Kampala - The United States has warned of a “specific terrorist threat” to Kampala, saying a group of attackers were looking to strike the Ugandan capital this month or in March, but without identifying who was behind the threat.
Uganda is a close security ally of the US in East Africa and its troops form the backbone of the AU-mandated peacekeeping force battling Somalia's Islamist al-Shabaab militants.
Al-Shabaab fighters killed at least 67 people in September during a raid on the Westgate shopping mall in neighbouring Kenya and the group has repeatedly threatened to strike Uganda unless it withdraws its troops from Somalia.
Twin bombings by al-Shabaab in Kampala in July 2010 killed at least 79 people watching the soccer World Cup final.
“The threat information indicates that a group of attackers is possibly in place and ready to strike targets inside Kampala in February or March,” said a statement by the US Embassy in Kampala posted on its website on Monday evening.

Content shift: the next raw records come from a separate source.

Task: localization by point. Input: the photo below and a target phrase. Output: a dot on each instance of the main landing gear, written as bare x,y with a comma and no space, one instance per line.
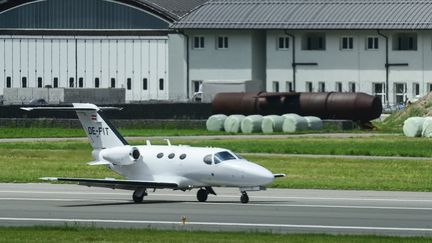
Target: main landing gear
139,194
202,193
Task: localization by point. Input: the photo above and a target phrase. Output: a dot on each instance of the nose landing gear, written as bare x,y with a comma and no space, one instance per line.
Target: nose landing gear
138,195
244,198
202,193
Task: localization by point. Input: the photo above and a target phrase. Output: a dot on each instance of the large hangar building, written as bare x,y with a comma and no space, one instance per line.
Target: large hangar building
168,49
95,44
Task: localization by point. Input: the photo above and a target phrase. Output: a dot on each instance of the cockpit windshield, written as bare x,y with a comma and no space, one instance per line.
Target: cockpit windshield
222,156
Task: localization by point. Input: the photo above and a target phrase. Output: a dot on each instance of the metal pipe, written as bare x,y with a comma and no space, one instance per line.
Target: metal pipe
348,106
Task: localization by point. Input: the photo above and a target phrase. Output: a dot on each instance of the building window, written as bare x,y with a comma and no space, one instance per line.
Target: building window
372,43
321,87
309,87
161,84
145,87
112,82
198,42
81,82
416,89
314,42
40,82
275,86
129,83
352,87
429,87
71,83
378,89
288,87
55,82
97,83
347,43
24,82
283,43
222,42
338,87
8,82
405,42
400,93
197,86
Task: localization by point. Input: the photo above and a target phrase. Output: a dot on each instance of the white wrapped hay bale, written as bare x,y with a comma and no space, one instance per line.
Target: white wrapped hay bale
314,123
271,124
251,124
293,123
413,126
427,127
233,123
216,122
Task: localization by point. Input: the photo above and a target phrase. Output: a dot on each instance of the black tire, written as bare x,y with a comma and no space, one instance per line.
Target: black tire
202,195
244,198
137,199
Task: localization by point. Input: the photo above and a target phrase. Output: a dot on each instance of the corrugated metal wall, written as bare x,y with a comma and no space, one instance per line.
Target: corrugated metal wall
138,65
79,14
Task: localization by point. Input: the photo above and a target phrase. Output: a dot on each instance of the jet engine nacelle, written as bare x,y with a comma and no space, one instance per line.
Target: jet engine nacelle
125,155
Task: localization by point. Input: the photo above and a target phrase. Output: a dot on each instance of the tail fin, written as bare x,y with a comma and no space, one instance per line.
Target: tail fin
101,133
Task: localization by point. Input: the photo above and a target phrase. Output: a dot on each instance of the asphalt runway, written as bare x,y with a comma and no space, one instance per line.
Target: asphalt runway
274,210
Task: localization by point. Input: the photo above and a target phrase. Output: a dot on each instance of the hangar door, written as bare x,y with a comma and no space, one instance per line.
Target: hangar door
139,65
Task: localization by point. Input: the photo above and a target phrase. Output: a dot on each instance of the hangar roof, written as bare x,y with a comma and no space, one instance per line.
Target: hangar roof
168,9
310,14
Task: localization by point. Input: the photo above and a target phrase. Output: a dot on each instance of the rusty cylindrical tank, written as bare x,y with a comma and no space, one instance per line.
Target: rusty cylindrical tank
347,106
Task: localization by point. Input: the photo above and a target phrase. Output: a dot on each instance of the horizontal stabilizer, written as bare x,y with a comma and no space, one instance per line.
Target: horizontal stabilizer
279,175
116,184
99,163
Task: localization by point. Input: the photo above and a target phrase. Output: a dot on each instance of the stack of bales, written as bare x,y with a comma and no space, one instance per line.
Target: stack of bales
418,127
251,124
288,123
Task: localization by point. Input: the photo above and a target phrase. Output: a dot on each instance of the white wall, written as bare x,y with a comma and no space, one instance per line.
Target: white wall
231,64
359,65
66,57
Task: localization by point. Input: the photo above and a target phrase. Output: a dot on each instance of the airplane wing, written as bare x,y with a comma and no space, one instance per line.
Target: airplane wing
115,184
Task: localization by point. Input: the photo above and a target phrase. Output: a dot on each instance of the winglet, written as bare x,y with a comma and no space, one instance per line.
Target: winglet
48,178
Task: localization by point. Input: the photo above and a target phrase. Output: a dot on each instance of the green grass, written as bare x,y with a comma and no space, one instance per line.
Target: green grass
26,162
78,132
377,146
81,234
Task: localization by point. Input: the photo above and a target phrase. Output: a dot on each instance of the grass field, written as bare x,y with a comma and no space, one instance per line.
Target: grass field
78,234
26,162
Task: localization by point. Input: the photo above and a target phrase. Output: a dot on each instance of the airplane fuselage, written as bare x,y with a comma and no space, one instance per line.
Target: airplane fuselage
193,167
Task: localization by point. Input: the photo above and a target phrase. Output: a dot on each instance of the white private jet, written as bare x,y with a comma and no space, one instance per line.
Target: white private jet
161,166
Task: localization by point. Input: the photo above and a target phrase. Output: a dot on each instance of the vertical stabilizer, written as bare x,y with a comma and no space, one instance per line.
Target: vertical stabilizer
101,133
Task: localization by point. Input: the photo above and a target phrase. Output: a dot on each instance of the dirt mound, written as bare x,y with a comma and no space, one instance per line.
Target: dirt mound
421,108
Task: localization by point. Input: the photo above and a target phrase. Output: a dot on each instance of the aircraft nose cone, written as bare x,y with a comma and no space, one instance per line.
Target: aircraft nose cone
266,176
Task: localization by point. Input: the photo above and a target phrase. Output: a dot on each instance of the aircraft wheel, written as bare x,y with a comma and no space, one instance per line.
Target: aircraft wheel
244,198
202,195
138,196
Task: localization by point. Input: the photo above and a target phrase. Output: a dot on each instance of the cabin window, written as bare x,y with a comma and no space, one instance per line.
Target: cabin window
208,159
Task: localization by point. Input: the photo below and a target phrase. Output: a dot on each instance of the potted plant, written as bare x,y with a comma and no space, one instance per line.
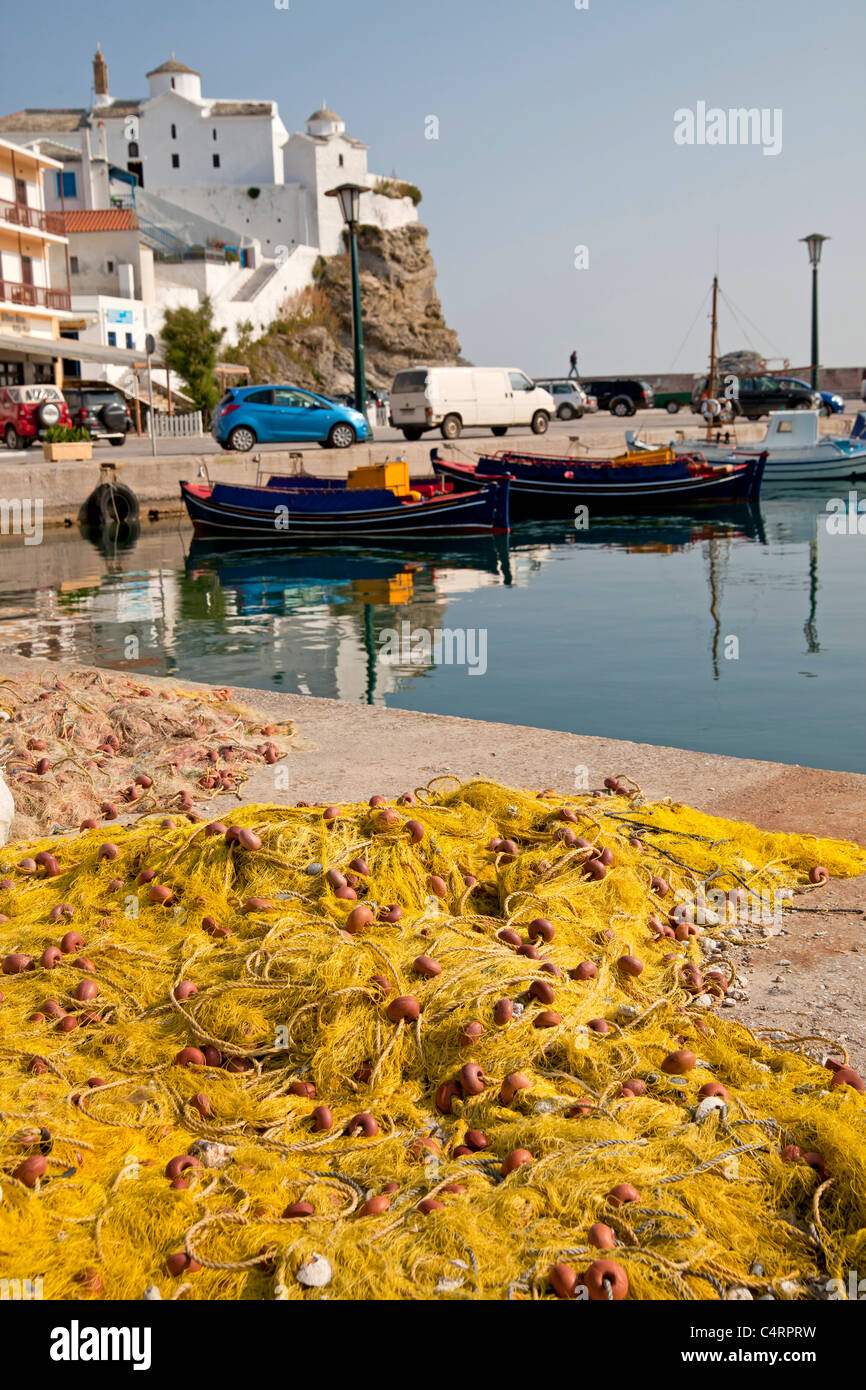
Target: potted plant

According to the statement, the Uganda National Museum is a potential target and the United States had urged its citizens to avoid the site and “other crowded public places and/or events that are potential targets to terrorists”.
In October, the embassy said it was assessing intelligence reports that a “Westgate-style attack may soon occur in Kampala”, prompting Ugandan authorities to heighten a “terror” alert to maximum for the first time since the 2010 bombings.
However, the city has been calm since then.